Ansonsten hat sich das Kindergartenthema beruhigt - ich finde erstaunlich schnell. Waren die ersten beiden Tage beim Abschied noch mit Tränen und Weinen verbunden, so nimmt Nala es seit Mittwoch als gegeben hin. Ich bekomme sogar mein Abschiedsküsschen und sie winkt mir dann am Fenster noch zum Abschied nach. Aber alles ohne Tränen, Theater und Weinen. Bin schon stolz auf meine große „Kleine“.
Severin scheint die Zeit am Vormittag auch zu genießen. Zumindest nachdem, was ich so von Susanne höre. Immerhin hat er in diesen paar Stunden die ungeteilte Aufmerksamkeit von Mama, muss diese mit niemandem teilen und es ist auch keiner da, der ihm irgendwelche Spielsachen streitig macht.
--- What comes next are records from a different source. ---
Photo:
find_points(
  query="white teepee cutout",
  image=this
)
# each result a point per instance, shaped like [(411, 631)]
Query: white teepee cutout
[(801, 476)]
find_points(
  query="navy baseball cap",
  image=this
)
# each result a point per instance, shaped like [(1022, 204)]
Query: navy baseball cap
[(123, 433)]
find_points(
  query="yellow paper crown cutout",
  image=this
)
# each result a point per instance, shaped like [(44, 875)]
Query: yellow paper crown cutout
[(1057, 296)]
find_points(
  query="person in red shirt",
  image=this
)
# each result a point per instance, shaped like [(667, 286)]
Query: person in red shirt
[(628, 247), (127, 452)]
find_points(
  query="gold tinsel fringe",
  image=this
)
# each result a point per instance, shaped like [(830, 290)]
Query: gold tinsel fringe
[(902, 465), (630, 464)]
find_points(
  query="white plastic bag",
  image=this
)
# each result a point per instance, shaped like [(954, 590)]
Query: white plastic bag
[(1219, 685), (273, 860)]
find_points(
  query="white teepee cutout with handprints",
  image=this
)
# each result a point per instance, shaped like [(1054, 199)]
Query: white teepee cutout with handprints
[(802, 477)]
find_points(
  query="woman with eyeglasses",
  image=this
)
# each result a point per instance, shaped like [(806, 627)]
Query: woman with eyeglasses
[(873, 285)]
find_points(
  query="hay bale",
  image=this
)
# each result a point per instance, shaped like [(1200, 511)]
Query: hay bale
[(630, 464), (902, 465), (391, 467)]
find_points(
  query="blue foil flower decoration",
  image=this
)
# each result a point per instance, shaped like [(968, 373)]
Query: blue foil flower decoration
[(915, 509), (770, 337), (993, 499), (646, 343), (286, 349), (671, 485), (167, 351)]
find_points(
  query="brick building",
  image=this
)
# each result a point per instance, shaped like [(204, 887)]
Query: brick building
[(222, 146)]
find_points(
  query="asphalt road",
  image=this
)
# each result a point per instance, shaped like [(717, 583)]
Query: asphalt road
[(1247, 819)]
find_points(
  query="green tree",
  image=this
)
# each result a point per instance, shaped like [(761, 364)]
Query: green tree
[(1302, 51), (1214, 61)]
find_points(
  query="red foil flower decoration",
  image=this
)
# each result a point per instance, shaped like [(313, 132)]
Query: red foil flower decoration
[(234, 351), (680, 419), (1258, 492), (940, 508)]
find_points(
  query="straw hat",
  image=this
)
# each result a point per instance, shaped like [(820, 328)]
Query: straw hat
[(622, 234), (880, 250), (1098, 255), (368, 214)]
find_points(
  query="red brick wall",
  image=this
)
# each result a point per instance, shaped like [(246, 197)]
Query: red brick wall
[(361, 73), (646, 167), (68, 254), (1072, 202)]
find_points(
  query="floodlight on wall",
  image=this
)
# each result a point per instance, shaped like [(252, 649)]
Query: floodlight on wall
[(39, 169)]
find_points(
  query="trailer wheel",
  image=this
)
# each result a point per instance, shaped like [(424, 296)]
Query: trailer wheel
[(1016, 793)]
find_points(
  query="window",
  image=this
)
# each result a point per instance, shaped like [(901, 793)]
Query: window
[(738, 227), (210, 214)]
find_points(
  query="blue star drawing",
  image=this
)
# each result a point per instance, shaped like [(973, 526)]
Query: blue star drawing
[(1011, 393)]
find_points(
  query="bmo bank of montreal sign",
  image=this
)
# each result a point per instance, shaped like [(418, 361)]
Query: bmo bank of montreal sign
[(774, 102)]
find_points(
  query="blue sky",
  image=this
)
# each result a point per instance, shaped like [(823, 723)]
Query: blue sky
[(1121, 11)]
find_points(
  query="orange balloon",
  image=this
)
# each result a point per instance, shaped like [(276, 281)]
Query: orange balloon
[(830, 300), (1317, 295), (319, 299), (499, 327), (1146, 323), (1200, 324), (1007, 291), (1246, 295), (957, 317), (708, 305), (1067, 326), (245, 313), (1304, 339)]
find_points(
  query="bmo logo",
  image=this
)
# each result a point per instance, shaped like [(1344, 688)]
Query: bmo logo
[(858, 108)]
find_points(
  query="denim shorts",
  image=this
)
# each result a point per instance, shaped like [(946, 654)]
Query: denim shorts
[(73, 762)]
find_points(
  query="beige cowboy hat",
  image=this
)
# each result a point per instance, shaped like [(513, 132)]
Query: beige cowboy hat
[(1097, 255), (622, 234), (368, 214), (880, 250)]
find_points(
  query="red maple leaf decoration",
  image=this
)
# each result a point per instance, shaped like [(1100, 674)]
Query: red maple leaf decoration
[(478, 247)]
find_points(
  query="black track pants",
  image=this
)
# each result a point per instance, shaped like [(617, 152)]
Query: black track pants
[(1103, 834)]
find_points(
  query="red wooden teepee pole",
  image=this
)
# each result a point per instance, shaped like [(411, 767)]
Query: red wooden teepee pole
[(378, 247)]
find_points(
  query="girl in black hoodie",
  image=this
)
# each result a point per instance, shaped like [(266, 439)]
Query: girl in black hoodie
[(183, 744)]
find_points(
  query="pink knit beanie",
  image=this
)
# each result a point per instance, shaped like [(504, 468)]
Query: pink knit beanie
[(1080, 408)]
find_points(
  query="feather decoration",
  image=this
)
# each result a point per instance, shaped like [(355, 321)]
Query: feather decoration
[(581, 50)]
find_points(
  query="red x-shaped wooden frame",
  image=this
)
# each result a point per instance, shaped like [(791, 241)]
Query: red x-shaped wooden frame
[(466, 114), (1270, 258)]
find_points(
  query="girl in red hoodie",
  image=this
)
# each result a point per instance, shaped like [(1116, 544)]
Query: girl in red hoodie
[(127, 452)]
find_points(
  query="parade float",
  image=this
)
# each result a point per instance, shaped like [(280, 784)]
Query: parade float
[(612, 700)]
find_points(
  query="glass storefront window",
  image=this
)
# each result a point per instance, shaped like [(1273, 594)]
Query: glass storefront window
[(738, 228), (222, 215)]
Auch seine „Esskultur“ wird immer besser. Sein Geschmack scheint sich von Tag zu Tag immer mehr zu entwickeln. Zumindest kommt fast jeden Tag wieder etwas Neues dazu, was er vom Tisch ist.
Herrlich ist es, wenn er von seiner Schwester gefüttert wird. Die macht das mit einer herzlichen Hingabe und man merkt in diesen Momenten so richtig, wie es ihr gefällt, die große Schwester zu sein, die ja schon soooo viel mehr kann als er. Zwar müssen wir aufpassen, das sie ihm die Brothäppchen nicht zu schnell hinter einander gibt und der arme Severin nicht mal Zeit zum Kauen und Schlucken hat. Aber teilweise isst er dann tatsächlich besser, als wenn Mama oder Papa versuchen ihn zu füttern. Tja, die große Schwester hat doch schon einen ganz schönen Einfluss auf ihn.
Das spiegelt sich aber auch in anderen Bereichen wieder. Der junge Mann macht wirklich alles nach, was ihm seine große Schwester vor macht. Zumindest versucht er es. Darunter sind aber dann auch Kletterkunststückchen, für die er absolut noch zu klein ist und wir dann Nala immer wieder einbremsen müssen. Was aus meiner Sicht aber auch immer eine kleine Gradwanderung ist. Schließlich möchten wir ihr nicht zu viel wegen ihrem kleinen Bruder verbieten. Ich habe sonst die Befürchtung, das sich das mal in Abneigung zu ihm entwickeln könnte, wenn sie ständig wegen ihm etwas nicht darf. Also müssen wir sie auch mal gewähren lassen und Severin einfach einbremsen. Was auch nicht so einfach ist. Zumal er ihr ja wirklich nicht von der Seite weicht, wenn beide zusammen sind.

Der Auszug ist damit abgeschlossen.